Mulheres tem maior rejeição contra bolsonarismo, homens contra o petismo

Uma pesquisa realizada pelo Instituto Genial/Quaest e divulgada pelo jornal O Globo neste domingo (28) questionou uma fatia específica do eleitorado sobre a aprovação do governo federal: aqueles que não são petistas nem bolsonaristas e que representam 27% da população. Nesse grupo, a aprovação do governo Lula é de 51%, contra 40% que desaprovam. Outros 9% não responderam.

Ao comentar a pesquisa, o diretor do instituto, Felipe Nunes, afirmou que essa percepção pode mudar ao longo dos meses, uma vez que se trata de um eleitorado “volátil”, que baseia suas decisões em pautas concretas, como a situação econômica.

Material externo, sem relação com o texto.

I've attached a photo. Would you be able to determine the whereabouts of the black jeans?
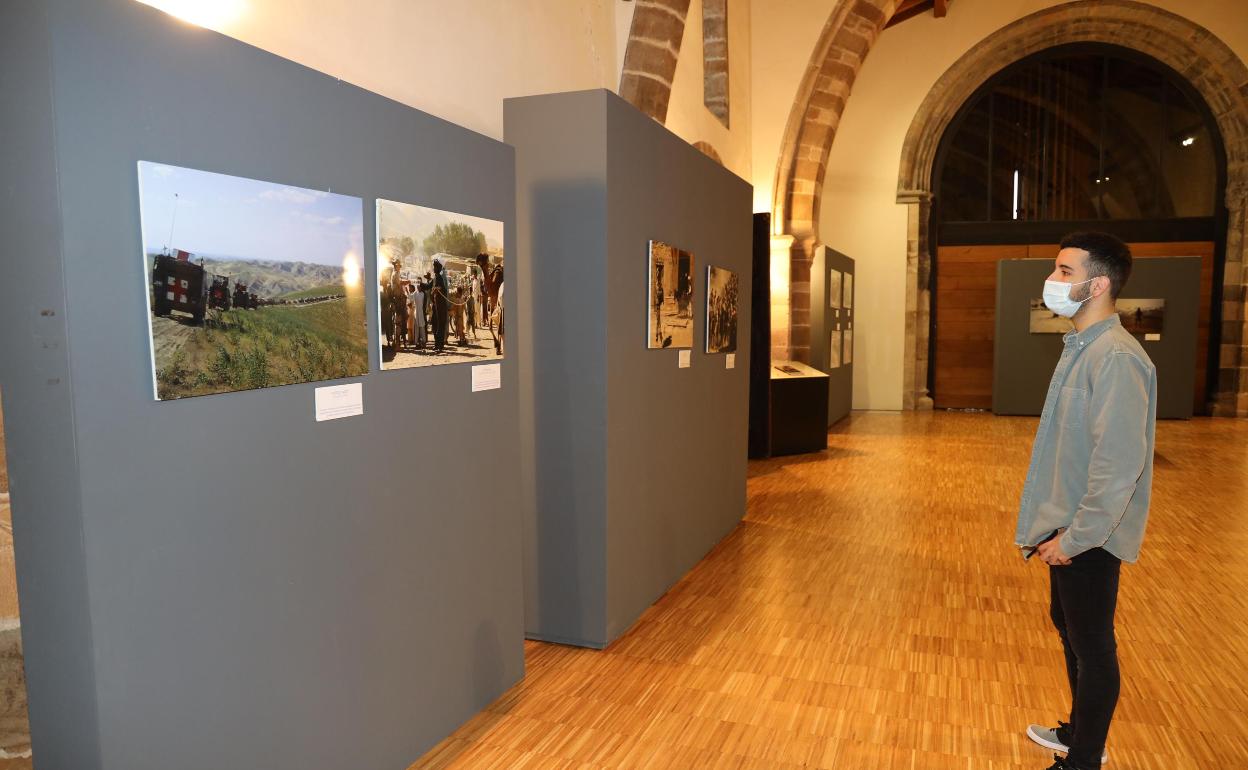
[1048,548,1122,769]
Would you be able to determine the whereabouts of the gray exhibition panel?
[0,0,523,770]
[810,246,855,427]
[992,257,1201,419]
[504,91,751,646]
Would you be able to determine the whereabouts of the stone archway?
[898,0,1248,417]
[771,0,897,361]
[619,0,689,124]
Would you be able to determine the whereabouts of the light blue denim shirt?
[1015,316,1157,562]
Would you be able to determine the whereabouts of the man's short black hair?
[1061,232,1131,300]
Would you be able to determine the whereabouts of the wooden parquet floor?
[413,413,1248,770]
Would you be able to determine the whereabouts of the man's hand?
[1036,532,1071,567]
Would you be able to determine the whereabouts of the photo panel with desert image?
[139,161,368,401]
[1116,297,1166,334]
[706,265,740,353]
[646,241,694,349]
[1028,297,1075,334]
[377,198,505,369]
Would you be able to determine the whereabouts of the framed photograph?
[646,241,694,349]
[1030,298,1075,334]
[706,260,740,353]
[1117,298,1166,334]
[377,198,507,369]
[139,161,368,401]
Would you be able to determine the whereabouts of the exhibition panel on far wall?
[377,200,505,369]
[139,161,368,401]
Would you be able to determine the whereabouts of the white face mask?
[1045,278,1096,318]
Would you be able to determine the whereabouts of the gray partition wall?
[992,257,1201,419]
[810,246,854,427]
[504,91,751,646]
[0,0,525,770]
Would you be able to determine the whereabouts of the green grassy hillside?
[156,287,368,398]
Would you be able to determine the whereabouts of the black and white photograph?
[1117,298,1166,334]
[646,241,694,349]
[706,260,740,353]
[377,200,505,369]
[139,161,368,401]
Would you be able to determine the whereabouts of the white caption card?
[316,382,364,422]
[472,363,503,393]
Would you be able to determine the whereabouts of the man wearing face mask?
[1015,232,1157,770]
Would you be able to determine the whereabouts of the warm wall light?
[139,0,247,30]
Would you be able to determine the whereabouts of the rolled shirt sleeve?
[1060,351,1156,557]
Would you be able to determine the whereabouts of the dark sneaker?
[1027,721,1109,765]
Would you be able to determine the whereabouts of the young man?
[1015,232,1157,770]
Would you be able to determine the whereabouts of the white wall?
[666,0,753,181]
[170,0,626,140]
[813,0,1248,409]
[144,0,751,180]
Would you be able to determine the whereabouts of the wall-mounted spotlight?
[139,0,247,31]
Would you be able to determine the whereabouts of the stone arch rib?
[619,0,689,124]
[771,0,897,361]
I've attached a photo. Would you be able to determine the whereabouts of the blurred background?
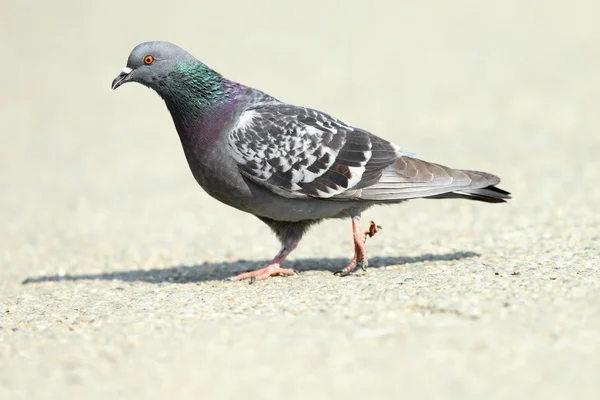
[0,0,600,398]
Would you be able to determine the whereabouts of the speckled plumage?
[113,42,510,279]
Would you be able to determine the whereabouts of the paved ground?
[0,0,600,399]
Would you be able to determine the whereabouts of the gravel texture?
[0,0,600,400]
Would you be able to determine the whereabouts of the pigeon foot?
[333,214,381,276]
[229,264,297,284]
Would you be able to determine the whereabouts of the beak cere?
[111,67,133,90]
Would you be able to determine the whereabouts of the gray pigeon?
[112,42,510,281]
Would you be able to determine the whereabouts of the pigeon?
[112,41,510,282]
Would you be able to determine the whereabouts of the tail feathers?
[360,156,510,203]
[428,185,511,203]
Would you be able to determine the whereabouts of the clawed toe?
[229,264,298,284]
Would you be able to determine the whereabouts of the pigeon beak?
[111,67,133,90]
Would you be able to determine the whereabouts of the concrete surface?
[0,0,600,399]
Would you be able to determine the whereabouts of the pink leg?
[229,241,298,283]
[335,214,378,276]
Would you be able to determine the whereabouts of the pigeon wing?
[227,103,405,199]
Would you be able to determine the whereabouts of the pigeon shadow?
[23,252,479,285]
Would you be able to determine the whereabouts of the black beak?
[111,67,133,90]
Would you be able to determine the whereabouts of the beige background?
[0,0,600,399]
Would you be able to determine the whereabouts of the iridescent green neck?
[159,58,242,123]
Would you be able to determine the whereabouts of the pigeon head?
[112,42,191,92]
[112,42,240,120]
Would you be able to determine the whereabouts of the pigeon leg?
[335,213,378,276]
[229,240,299,283]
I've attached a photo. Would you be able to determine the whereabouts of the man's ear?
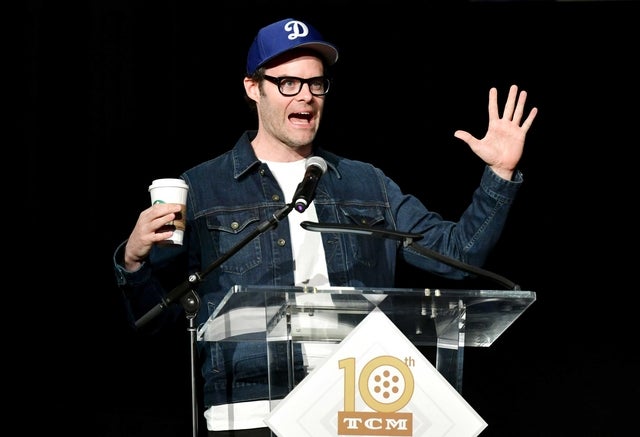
[244,77,260,102]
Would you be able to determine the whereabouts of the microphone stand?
[300,221,520,290]
[136,203,294,437]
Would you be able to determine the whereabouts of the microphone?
[293,156,327,213]
[300,221,520,290]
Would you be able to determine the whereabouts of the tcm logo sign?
[338,355,414,436]
[265,308,487,437]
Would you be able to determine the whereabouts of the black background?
[22,0,640,437]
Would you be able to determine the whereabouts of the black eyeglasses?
[264,74,331,97]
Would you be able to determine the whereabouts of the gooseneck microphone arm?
[136,203,293,327]
[300,221,520,290]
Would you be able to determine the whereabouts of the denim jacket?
[114,131,522,407]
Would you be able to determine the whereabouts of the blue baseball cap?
[247,18,338,76]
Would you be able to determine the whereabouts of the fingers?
[489,85,538,127]
[502,85,526,120]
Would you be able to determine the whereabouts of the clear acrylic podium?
[197,286,536,401]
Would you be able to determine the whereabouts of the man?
[114,19,537,436]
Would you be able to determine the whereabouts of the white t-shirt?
[204,159,329,431]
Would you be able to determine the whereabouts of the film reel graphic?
[339,355,415,413]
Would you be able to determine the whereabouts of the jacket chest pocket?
[206,209,263,275]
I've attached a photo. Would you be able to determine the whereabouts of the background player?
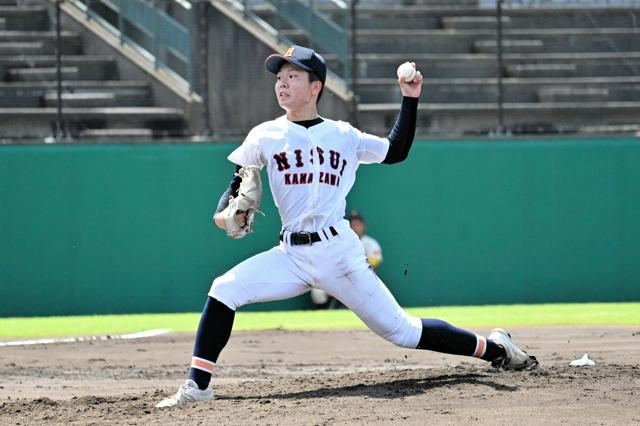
[157,46,537,408]
[309,210,382,309]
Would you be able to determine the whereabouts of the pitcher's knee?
[380,315,422,349]
[209,273,244,311]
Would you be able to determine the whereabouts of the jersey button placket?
[306,129,320,230]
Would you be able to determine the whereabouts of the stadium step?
[0,4,49,31]
[0,80,153,108]
[44,92,116,108]
[8,67,79,81]
[506,62,578,78]
[0,41,46,56]
[442,15,511,30]
[473,39,546,54]
[0,55,118,80]
[538,87,610,102]
[0,31,82,55]
[0,107,186,138]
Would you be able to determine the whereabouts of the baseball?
[397,62,416,83]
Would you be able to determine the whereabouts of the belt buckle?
[296,231,313,246]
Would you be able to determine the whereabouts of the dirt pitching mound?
[0,327,640,425]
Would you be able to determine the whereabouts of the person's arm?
[382,96,418,164]
[382,63,422,164]
[213,165,244,231]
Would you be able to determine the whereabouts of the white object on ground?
[0,328,171,348]
[569,354,596,367]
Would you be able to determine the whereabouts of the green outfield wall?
[0,139,640,316]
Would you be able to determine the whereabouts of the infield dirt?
[0,325,640,425]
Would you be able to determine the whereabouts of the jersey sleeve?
[227,128,266,169]
[353,125,389,164]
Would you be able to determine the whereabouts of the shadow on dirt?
[216,373,518,400]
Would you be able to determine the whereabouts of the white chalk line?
[0,328,171,348]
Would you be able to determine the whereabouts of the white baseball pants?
[209,220,422,348]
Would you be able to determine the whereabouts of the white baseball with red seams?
[396,62,417,83]
[209,116,422,348]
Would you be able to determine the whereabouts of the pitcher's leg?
[189,247,309,389]
[329,269,505,361]
[209,247,311,310]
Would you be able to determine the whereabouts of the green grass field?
[0,303,640,339]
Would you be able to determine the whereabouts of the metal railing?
[67,0,194,90]
[479,0,640,9]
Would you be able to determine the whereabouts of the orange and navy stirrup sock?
[189,297,236,389]
[418,318,504,361]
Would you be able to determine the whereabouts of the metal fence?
[67,0,194,88]
[242,0,357,88]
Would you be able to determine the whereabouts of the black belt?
[280,226,338,246]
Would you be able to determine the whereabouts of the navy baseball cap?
[264,45,327,88]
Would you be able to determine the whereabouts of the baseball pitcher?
[157,46,538,408]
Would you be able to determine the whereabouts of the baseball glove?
[222,166,264,239]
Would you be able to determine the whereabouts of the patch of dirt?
[0,327,640,425]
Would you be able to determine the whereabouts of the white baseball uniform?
[209,116,422,348]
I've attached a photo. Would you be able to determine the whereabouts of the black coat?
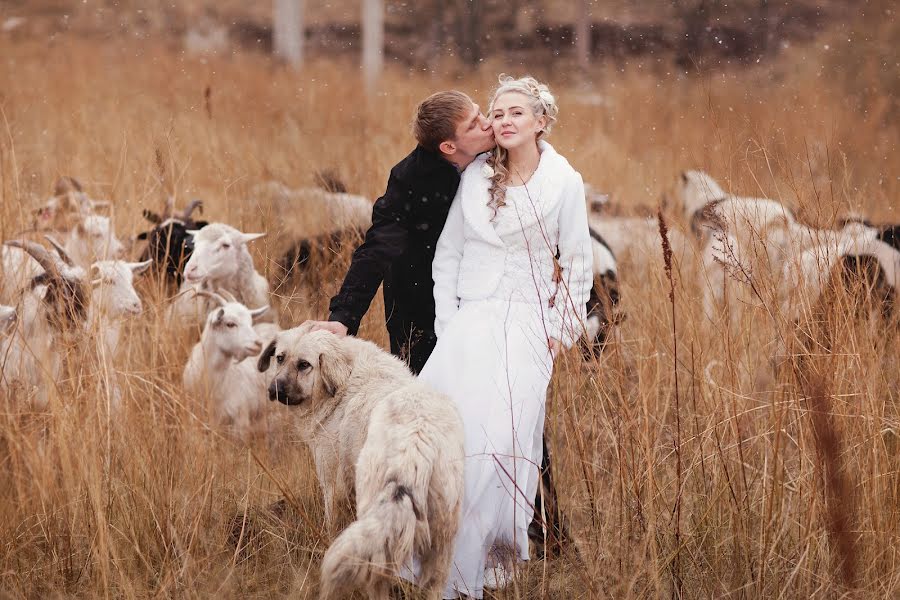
[329,146,460,352]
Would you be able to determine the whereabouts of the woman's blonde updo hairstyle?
[487,74,559,217]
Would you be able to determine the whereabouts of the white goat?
[588,214,692,270]
[81,260,153,410]
[251,181,372,231]
[65,215,125,268]
[2,241,90,409]
[678,171,856,320]
[183,291,276,439]
[0,215,124,302]
[169,223,277,326]
[782,222,900,320]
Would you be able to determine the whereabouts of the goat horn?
[3,240,59,275]
[194,290,228,306]
[181,199,203,221]
[219,290,238,302]
[44,235,75,267]
[141,208,162,225]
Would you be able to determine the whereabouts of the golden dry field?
[0,8,900,599]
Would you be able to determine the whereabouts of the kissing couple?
[306,75,593,598]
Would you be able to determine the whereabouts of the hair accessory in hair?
[538,90,556,107]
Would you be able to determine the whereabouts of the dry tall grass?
[0,29,900,598]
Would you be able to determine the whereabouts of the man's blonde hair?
[412,90,472,152]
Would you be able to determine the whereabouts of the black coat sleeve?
[328,173,412,335]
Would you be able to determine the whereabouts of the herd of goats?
[0,171,900,437]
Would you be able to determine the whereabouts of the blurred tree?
[575,0,592,75]
[272,0,305,69]
[362,0,384,93]
[456,0,484,67]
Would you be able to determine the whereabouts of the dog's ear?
[319,343,350,397]
[256,339,278,373]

A pesquisa também traz um recorte de gênero em relação à polarização. Entre as mulheres, o bolsonarismo registra maior rejeição: 35%. Já a rejeição a Lula é de 25%, percentual inferior ao registrado entre aquelas que não são nem petistas nem bolsonaristas (27%). Entre os homens, 32% são antipetistas, 29% são antibolsonaristas e 26% não são nem um nem outro. Cerca de 10% tanto dos homens quanto das mulheres são, ao mesmo tempo, antipetistas e antibolsonaristas, e 3% não responderam. A pesquisa foi realizada entre os dias 5 e 8 de junho.

Eleitorado feminino
E, se já estava difícil para os bolsonaristas conquistarem o voto das mulheres, o vídeo divulgado por Michelle Bolsonaro, ex-primeira-dama e presidente do PL Mulher, pode tornar essa missão ainda mais difícil.

Em uma postagem de 15 minutos nas redes sociais, Michelle afirma que viu uma operação coordenada contra sua imagem nas redes sociais após se manifestar contra a aliança dos filhos do marido com Ciro Gomes (PSD), no Ceará.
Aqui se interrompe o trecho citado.